All previously certified waste containers not currently disposed at the New Mexico site will need to be validated to ensure the revised requirements are met before shipment
there. Some waste might need to be treated and repackaged before shipment, but it will take the Energy Department several months to determine which, if any, wastes might be affected.
About 1,000 drums across the country meet this new standard. Although some waste might need to be retreated and repackaged, it isn’t expected to affect the reopening of the New Mexico site.
At SRS, the Energy Department and its contractors will establish a path forward to meet the new requirements, according to the release.
SRS pump transfer touted as cost savings move
The Augusta Chronicle
July 4,
2016
Savannah River Remediation is touting the recent relocation and reuse of two operable tank
mixing pumps at Savannah River Site as a big cost-saving move. The amount: possibly more than $2 million.
Savannah River Remediation, the liquid waste contractor at Savannah River Site, recently moved two mixing pumps to put them into use in another part of the site.
Savannah River Remediation, the liquid waste contractor at SRS,
redeployed two existing mixing pumps from the F Tank Farm to the H Tank Farm instead of purchasing new ones, which can cost more than $1 million each, according to a Department of Energy media release.
The SRS tank farms store about 36 million gallons of Cold War-era radioactive liquid waste in 43 underground tanks.
Jim Folk, an
Energy Department assistant manager for waste disposition, said this pump transfer is the first of its kind for SRS.
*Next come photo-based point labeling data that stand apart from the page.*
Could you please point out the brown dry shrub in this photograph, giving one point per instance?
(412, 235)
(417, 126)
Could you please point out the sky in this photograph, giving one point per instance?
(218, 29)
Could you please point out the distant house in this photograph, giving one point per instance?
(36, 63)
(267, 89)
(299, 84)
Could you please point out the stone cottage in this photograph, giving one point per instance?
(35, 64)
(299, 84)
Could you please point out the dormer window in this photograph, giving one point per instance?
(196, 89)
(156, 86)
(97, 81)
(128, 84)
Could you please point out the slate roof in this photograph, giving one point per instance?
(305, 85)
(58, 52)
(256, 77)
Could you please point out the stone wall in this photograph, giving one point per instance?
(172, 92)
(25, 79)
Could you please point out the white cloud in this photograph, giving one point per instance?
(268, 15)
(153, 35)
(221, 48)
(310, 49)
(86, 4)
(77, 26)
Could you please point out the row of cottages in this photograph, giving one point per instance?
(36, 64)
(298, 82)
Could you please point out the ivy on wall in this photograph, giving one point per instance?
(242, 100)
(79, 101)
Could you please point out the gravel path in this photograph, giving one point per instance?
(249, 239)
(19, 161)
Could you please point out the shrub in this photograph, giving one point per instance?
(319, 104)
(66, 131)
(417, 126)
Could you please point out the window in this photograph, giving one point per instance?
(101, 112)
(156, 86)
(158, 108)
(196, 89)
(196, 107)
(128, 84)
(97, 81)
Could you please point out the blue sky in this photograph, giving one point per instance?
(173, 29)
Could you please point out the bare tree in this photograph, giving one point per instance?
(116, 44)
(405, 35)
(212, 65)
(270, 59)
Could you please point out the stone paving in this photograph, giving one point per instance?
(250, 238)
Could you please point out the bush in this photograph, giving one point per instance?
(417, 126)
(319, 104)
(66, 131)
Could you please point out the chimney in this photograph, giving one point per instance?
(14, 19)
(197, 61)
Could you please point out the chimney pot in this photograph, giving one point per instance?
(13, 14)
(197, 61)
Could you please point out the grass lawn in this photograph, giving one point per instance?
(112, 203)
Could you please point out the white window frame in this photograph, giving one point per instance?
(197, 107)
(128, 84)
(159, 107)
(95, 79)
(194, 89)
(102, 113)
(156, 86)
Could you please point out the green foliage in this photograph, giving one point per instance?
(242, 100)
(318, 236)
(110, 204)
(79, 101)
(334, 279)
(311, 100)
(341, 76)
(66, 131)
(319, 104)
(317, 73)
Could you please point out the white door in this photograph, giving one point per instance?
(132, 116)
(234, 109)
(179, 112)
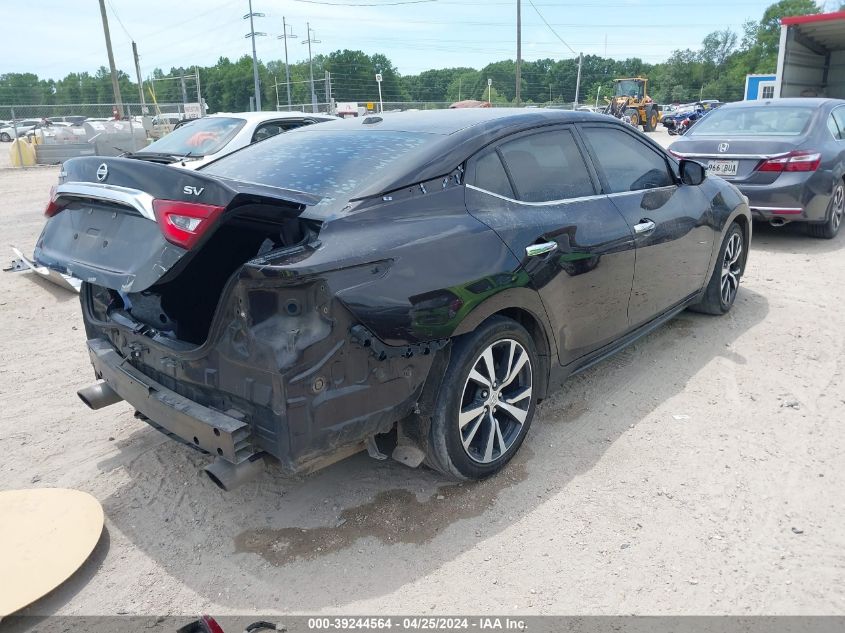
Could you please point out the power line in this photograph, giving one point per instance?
(550, 27)
(365, 4)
“While this redeployment and reuse of waste removal equipment has been considered for years in the liquid waste program, I commend SRR on finding a way to safely make this process work,” Folk said in the release.
The
highly contaminated pumps mixed waste in Tank 7 in the F Tank Farm for years. When the old mixing pumps failed in Tank 22, the decision was made to move the two operational pumps to the H Tank Farm, the release states.
The transfer of the pumps was one of the highest potential radiological jobs in recent history in the tank farms, said Chris Myers, the field operations lead for the project.
“Numerous planning meetings and hazard-eliminating actions were planned and implemented by the team,” Myers said. “The planning and hazard reduction methods used made these jobs successful.”
Tank 22 is the receipt tank for the Defense Waste Processing Facility waste stream. The waste contains highly radioactive sludge, which accumulates in
the tank. The new pumps in Tank 22 will be used to remove the recycled sludge from the tank.
Reassembly of the pumps is currently in progress, and they are expected to soon be operational.